Robinson Crusoe is first and foremost an adventure story. Daniel Defoe wanted to give his readers a chance to experience what it would be like to try to survive on an island, stranded from civilization. At the same time, it is hard to imagine a more Christian book. One of the main Christian themes presented in the book is that of death and resurrection. How is death and resurrection depicted in Robinson Crusoe? Through the storm and Shipwreck, Crusoe undergoes a symbolic death and resurrection, and as a result, his life on the island is his resurrected life. Crusoe’s true conversion comes a few months after he arrives on the island as he reads his Bible and the Holy Spirit works to bring new life into his dead heart. Towards the end of the book, Crusoe receives a final and ultimate resurrection when he is rescued from the island.

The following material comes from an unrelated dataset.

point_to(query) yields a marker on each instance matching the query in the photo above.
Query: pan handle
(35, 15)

Crusoe’s rejects the wise counsel of his Father and departs on a journey that almost leads to his ruin. In the early days of his excursion Crusoe faces difficulties and begins to see the wisdom of his Father’s advise, and yet he refuses to repent and return home. What keeps Crusoe from returning home? Crusoe chose not to return home because he was ashamed of what his friends and family might think of him. He regrets that while he was not ashamed to sin, he was ashamed to repent, but he puts off doing the right thing. His heard grows harder with the passing of time, and in the end he lays aside any thought of returning home and sets off on another voyage.

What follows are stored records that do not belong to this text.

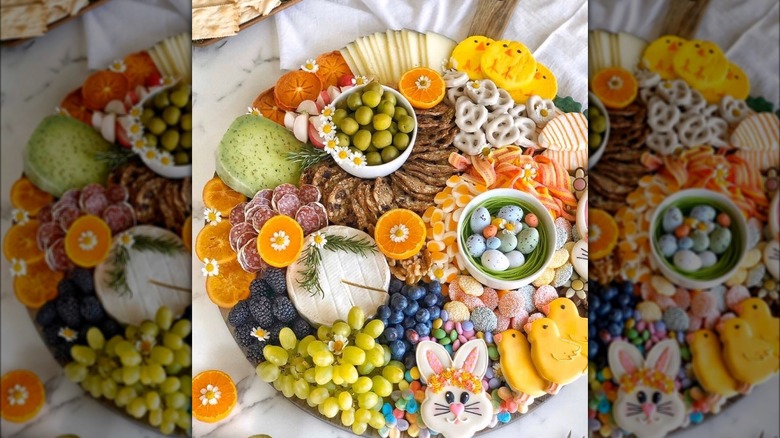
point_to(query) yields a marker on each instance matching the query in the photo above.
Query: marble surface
(228, 75)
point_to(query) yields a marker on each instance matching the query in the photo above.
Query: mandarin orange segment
(230, 285)
(23, 396)
(215, 395)
(423, 87)
(219, 196)
(88, 241)
(400, 233)
(212, 242)
(20, 242)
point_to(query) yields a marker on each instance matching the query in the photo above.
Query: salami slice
(309, 193)
(48, 233)
(237, 214)
(309, 219)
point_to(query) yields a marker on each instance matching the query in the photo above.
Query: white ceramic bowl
(371, 172)
(738, 229)
(545, 221)
(594, 157)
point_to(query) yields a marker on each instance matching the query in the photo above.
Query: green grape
(374, 328)
(353, 355)
(362, 385)
(330, 407)
(287, 339)
(356, 318)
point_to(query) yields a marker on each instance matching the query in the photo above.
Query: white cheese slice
(336, 267)
(143, 266)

For naturalistic Romantics the world, in its natural, untamed state, is a source of inspiration, beauty, and goodness. According to Romantics, man, in a “state of nature,” unspoiled by civilization, is basically good and lives without sin. Does Robinson Crusoe support the naturalistic Romantic view that mankind ought to live alone in union with nature? Contrary to naturalistic Romanticism, Robinson Crusoe presents a Christian view of the natural world as a sinful and untamed place that needs to be wisely governed and subdued by righteous men. Crusoe depends on the tools brought from civilization for his survival on the island, mourns the lack of community on the island, and longs to return to the civilized world, and preaches the gospel to Friday, which results in Friday’s conversion and rejection of the cannibalistic practices of his fellow natives.

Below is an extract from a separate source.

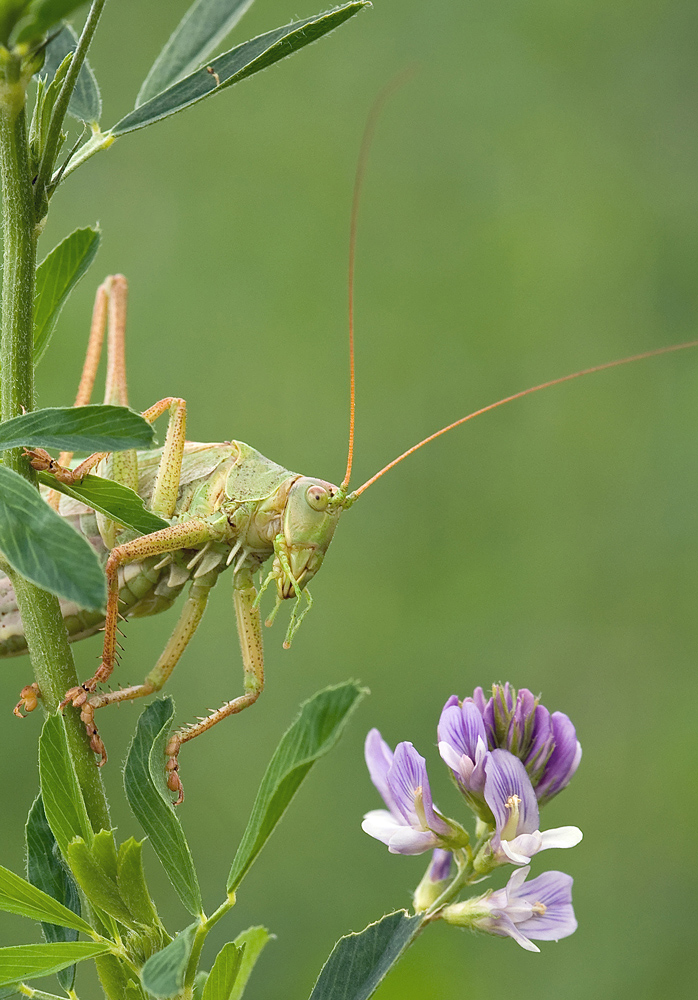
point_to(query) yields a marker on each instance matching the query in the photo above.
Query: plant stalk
(41, 614)
(60, 109)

What is Emma’s basic problem? Emma believes herself to be a good judge of people and attempts to use her skill by matching people together. Though she means well, Emma assumed too much of herself. She fails to recognize that her opinions of people are often based on neither reason of actual experience. Because her judgements are unfounded, Emma’s attempts at match making cause great harm to those that she loves most.
Some get distracted by the scenery, by the balls, by the dresses, by the coaches, and by the flirtations and courtships, when Emma is actually about something called . . . repentance. How does the Westminster Shorter Catechism define repentance unto life? “Repentance unto life is a saving grace, whereby a sinner, out of a true sense of sin, and apprehension of mercy of God in Christ, doth, with grief and hatred of his sin, turn it unto God, with full purpose of, and endeavor after, new obedience.”
When Mr. Knightly rebukes Emma for her sin, and she is awakened to the reality and seriousness of her actions, she repents. Is Emma’s repentance a true repentance unto God or is she simply turning over a new leaf? Emma’s repentance is a true repentance unto God. She recognized the foolishness and sinfulness of her behavior and this results in a proper humiliation followed by real grace. Because of this, Emma’s Godly sorrow bears fruit. She takes action and seeks to put things right.
Emma gets herself into trouble by judging others wrongly, and while the Bible calls us to be very careful in the way that we judge others, it does not condemn judging altogether. What are some biblical guidelines for making right judgments? Right Judgement is charitably quick to believe innocence, charitably slow to pronounce guilt, charitably redemptive when it must be, and charitably silent if at all possible.